I headed to a West Waterford mark on Saturday morning. There was a fairly strong northwesterly breeze blowing but the bay I was going to fish would be sheltered. It was partly sunny with a lot of broken cloud. So the conditions, along with the big tides, promised a good session.
I started fishing at the eastern end of the bay. It looked ideal with gently swells breaking on the rocks. I had a few casts into an area of fairly deepish water between some large rocks. After about 15 minutes I moved to the left and cast a Slug-go across a small bay. First cast the lure has grabbed by a strong heavy bass. It stayed deep as I gradually worked it in and only came close to the surface a few meters from the edge of the shore. It looked a big fish. It made a few darts for freedom before I surfed it on to the rocks on the crest of a breaking wave. It was the fattest bass I have ever caught!!! Its stomach was bulging and it weighed just over 7 lb, although its length was 66 cm so it was approximately 1.5 lb over-weight for its size.
I continued to cast across the small bay. Shortly afterwards I had a second bass on the Slug-go. Again it stayed deep and as I got it in close I could see another similar size bass following. At the edge of the rocks it dived which had me worried that the line might snap due to abrasion on the edge but I succeeded in raising the fish before any damage was done and eased it on to the rock platform. It was a smaller bass at 52 cm and had a more normal weight of about 3.5 lbs.
By this time the wind direction had changed and a strong breeze was blowing parallel to the shore. At one stage I saw a large bass swim up close to the ledge I was standing on. It was less than an arms length from me in about a meter of water. It wasn't following the lure, as that was still about 10 m out, just crusing the shore. I decided to stick to the same mark, but I could not tempt any more fish.

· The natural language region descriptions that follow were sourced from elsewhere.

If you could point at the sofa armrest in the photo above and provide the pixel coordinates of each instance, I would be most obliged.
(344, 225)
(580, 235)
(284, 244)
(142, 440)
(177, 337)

I moved westwards along the bay but the shore-parallel wind seemed to kill off any fish activity. By high tide I had made my way to the western end of the bay. I fished an Xlayer into a deep gulley and could see a large pollock checking it out. Next cast the pollock grabbed the lure but came off before I could land it. A few casts later the Xlayer was grabbed again, but further out, the fish dived and must have gone behind a rock. As it tried to bully it out the line snapped, presummably on the edge of the rock. I cut off the damaged line and tried again. This time an Xlayer was snatched by a fish right below my feet but the same thing happened, as it dived below the rocks the line snapped!!!!
Then the water around me erupted into a frenzy of leaping bait fish and feeding mackerel. I put on a silver toby and lobbed it into the shoal. One fish was instantly hooked but about 15 others crowded around trying to get at the lure. In the next few casts I caught another four. Mackerel do certainly provide an entertaining fish on a lure. I decided to pack up after that as the tide was now starting to drop.